There were only one or two youth in the shelter when it initially opened, but now they're up to eight or ten a night, said Arcand.
The shelter has funding to remain open until the end of December, but hopes to remain open indefinitely, as well as expand their services offered. They currently offer income assistance, housing assistance, addiction referrals, mental health and wellness services, and access to elders and health practitioners, all through their community resource liaison team. They also plan to offer recreational services in the fall.
“We're also exploring transitional housing options, as well as semi-independent living, based on those individuals needs,” said Lafond. “We don't want to put pressure on people who aren't ready.”
Lafond said that they majority of the youth they work with have addictions or mental health issues. He said the community needs to do a better job of finding resources and assisting youth in a way that is non-threatening.

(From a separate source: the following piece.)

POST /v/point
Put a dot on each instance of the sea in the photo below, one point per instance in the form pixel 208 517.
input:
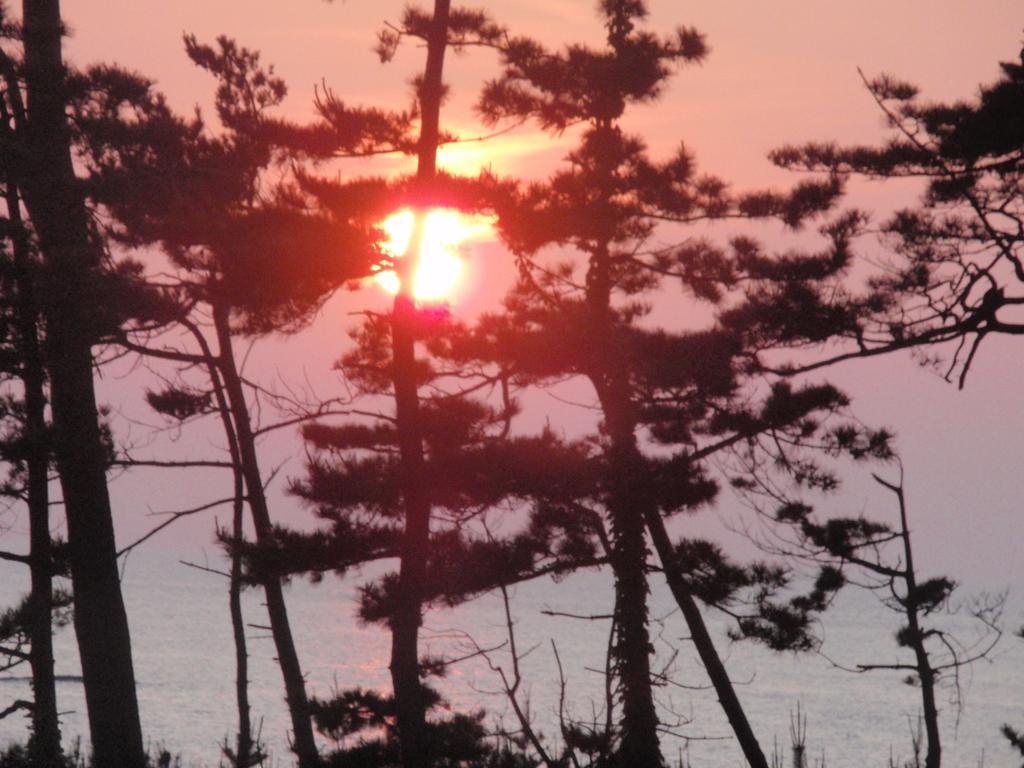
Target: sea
pixel 183 659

“There's a Western way of offering services that can be very intrusive,” said Lafond. “They're sometimes not comfortable with those initial stages, and so what've seen (...) is that those coming in our door are very appreciative of the status-blind services we're offering now.”
“The word is growing about the shelter. Now we have the next step, which is what we're doing in the long-term,” added Arcand. “It becomes a bigger picture of solving a need of safety and quality of life for individuals so these young people have a chance to be successful in life.”